I recently caught a tweet from a blogger for the Mommy Effect Magazine thanking various strangers who have influenced her children with positive advice. It reminded me of a lesson my daughter learned on the responsibility of parenthood at the tender age of four.
We were visiting my Mom in Quincy, Massachusetts from Florida. My Mom, daughter and I were approaching a bench at a bus stop. Seated on the bench was a teenaged girl of no more than fifteen years. She had a stroller carrying a little boy less than two years old. My Mom and I were in the middle of a discussion. My daughter marched ahead and plopped herself down on the bench, right next to the teen. She asked the girl if the baby was her brother. The teen told my daughter that the boy was her son and started to talk about how hard it was to raise the boy with no job and a boyfriend who ditched her once he knew of the boy’s impending arrival. My instinct was to pull my innocent child from this conversation, but my Mom kept talking and I could not get a break.
The night we got home from our long-weekend vacation, I tucked my little girl into bed as I always did.

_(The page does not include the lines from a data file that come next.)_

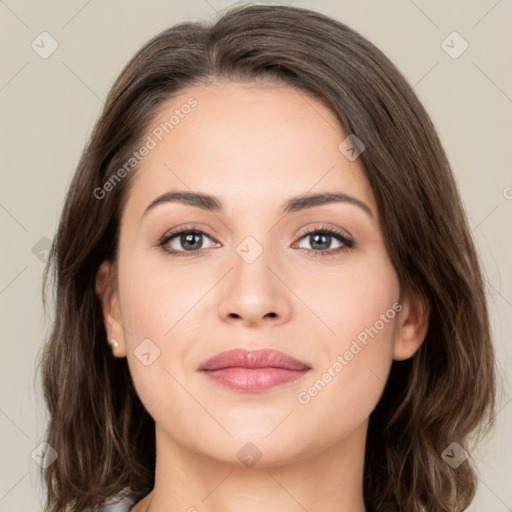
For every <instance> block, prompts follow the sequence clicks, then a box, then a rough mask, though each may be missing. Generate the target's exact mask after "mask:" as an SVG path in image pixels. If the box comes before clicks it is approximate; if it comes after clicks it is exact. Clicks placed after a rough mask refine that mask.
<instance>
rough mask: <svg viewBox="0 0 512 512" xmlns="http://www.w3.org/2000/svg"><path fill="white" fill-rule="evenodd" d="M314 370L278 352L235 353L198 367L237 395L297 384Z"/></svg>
mask: <svg viewBox="0 0 512 512" xmlns="http://www.w3.org/2000/svg"><path fill="white" fill-rule="evenodd" d="M309 370H311V367H310V366H309V365H308V364H307V363H305V362H303V361H299V360H298V359H295V358H294V357H291V356H289V355H288V354H285V353H283V352H280V351H278V350H271V349H259V350H245V349H233V350H227V351H225V352H221V353H220V354H216V355H215V356H213V357H211V358H210V359H208V360H207V361H205V362H204V363H202V364H201V365H200V367H199V371H201V372H203V373H204V374H205V375H206V376H207V377H208V378H209V379H210V380H212V381H213V382H215V383H217V384H220V385H222V386H225V387H228V388H230V389H235V390H238V391H247V392H254V391H264V390H266V389H270V388H273V387H275V386H279V385H283V384H287V383H291V382H296V381H297V380H299V379H301V378H302V377H303V376H304V375H305V374H306V373H308V372H309Z"/></svg>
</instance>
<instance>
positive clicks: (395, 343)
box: [393, 292, 431, 361]
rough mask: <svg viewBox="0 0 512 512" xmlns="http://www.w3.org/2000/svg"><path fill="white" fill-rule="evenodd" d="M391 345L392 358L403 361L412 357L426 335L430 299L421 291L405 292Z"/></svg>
mask: <svg viewBox="0 0 512 512" xmlns="http://www.w3.org/2000/svg"><path fill="white" fill-rule="evenodd" d="M400 304H401V305H402V309H401V310H400V312H399V314H398V320H397V325H396V329H395V341H394V345H393V359H394V360H395V361H403V360H404V359H409V358H410V357H412V356H413V355H414V354H415V353H416V351H417V350H418V349H419V348H420V346H421V344H422V343H423V341H424V340H425V336H426V335H427V331H428V325H429V320H430V308H431V305H430V301H429V300H428V299H427V298H426V297H425V296H424V295H423V294H421V293H419V292H418V293H405V294H404V297H403V300H402V301H401V302H400Z"/></svg>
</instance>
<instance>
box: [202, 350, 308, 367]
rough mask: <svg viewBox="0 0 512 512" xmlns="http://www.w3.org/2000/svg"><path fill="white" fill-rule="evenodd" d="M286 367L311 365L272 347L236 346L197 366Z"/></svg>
mask: <svg viewBox="0 0 512 512" xmlns="http://www.w3.org/2000/svg"><path fill="white" fill-rule="evenodd" d="M233 367H242V368H268V367H272V368H286V369H289V370H309V369H310V368H311V367H310V366H309V365H308V364H306V363H304V362H303V361H299V360H298V359H295V358H294V357H291V356H289V355H288V354H285V353H284V352H280V351H278V350H272V349H257V350H246V349H242V348H236V349H233V350H226V351H225V352H220V353H219V354H216V355H214V356H213V357H210V359H208V360H207V361H205V362H204V363H202V364H201V365H200V366H199V370H208V371H209V370H220V369H221V368H233Z"/></svg>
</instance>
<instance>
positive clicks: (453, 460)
mask: <svg viewBox="0 0 512 512" xmlns="http://www.w3.org/2000/svg"><path fill="white" fill-rule="evenodd" d="M441 457H442V458H443V460H444V461H446V462H447V463H448V464H449V465H450V466H451V467H452V468H453V469H457V468H458V467H459V466H460V465H461V464H462V463H463V462H464V461H465V460H466V459H467V458H468V452H467V451H466V450H464V448H462V446H461V445H460V444H459V443H456V442H455V441H454V442H453V443H451V444H450V446H448V448H446V450H445V451H444V452H443V453H442V454H441Z"/></svg>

She hugged me and started to cry. She asked me to ask God not to give her a baby because she still wanted to play with her dollies. She took away from the teen’s lecture that she too could not afford to take care of a child or give it nice things and she did not want to ruin a child for that.
I assured my daughter that God would not give her a child until she chose to have one and that no one could make her have a child without her approval. No mechanics were mentioned. I just made sure she understood that she had control over having a child and that the teen did not use her control.
I never had to worry about my daughter being sexually active during her teens. She had already set a goal of being the best parent ever – by waiting until she could afford to give her child the life her dad and I gave her. This meant college, then a good paying job; a marriage, then a baby. Thanks teen, wherever you are! I hope things went well for you. Your words were of immeasurable significance.